Geht das nur mir so das ich diese Laidieslenkergriffe mit was anderem assoziiere? 

http://www.bike24.net/1.php?content=8;navigation=1;product=16932;page=5;menu=1000,2,90;mid=0;pgc=0

Wer schraubt sich sowas ans Rad?


----------



## MissQuax (10. Februar 2011)

ActionBarbie schrieb:


> Geht das nur mir so das ich diese Laidieslenkergriffe mit was anderem assoziiere?
> 
> http://www.bike24.net/1.php?content=8;navigation=1;product=16932;page=5;menu=1000,2,90;mid=0;pgc=0
> 
> Wer schraubt sich sowas ans Rad?



  


Das hier finde ich auch skuril. Und auch etwas eklig - stelle mir gerade vor, wie mich das Ding während des Fahrens die ganze Zeit anglotzt!


----------



## MTB-News.de




----------



## TiniTurbine (10. Februar 2011)

Dazu kann ich nur sagen: Life's a Picnic, Eat it up!

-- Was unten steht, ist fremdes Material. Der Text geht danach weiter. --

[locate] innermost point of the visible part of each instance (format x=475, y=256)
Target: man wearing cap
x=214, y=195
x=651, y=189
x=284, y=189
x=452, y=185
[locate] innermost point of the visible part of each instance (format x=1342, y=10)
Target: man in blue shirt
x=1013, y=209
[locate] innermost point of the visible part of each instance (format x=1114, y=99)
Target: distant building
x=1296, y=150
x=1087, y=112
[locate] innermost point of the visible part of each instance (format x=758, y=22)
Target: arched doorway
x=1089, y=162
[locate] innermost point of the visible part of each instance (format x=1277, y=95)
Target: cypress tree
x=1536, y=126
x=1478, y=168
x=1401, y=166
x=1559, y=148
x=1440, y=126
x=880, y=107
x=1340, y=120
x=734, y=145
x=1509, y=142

http://www.chainreactioncycles.com/Models.aspx?ModelID=53918


----------



## scylla (10. Februar 2011)

Die Griffe in Kombination mit der Safety-Jacke 
http://www.bike-mailorder.de/shop/P...Jackets/UFO-Lady-Protektor-Jacket::20004.html


... aber dann nicht wundern, wenn man komisch angeschaut wird


----------



## ActionBarbie (10. Februar 2011)

Und dann den Stringtanga und die Strappse bei der Ausfahrt bitte nicht vergessen 

Ich schmeiß mich weg vor lachen, und das obwohl ich so angepisst bin weil ich gestern mein neues Canyon kaputt gemacht habe....


----------



## Tatü (10. Februar 2011)

Was ist mit deinem Radl passiert?


----------



## ActionBarbie (10. Februar 2011)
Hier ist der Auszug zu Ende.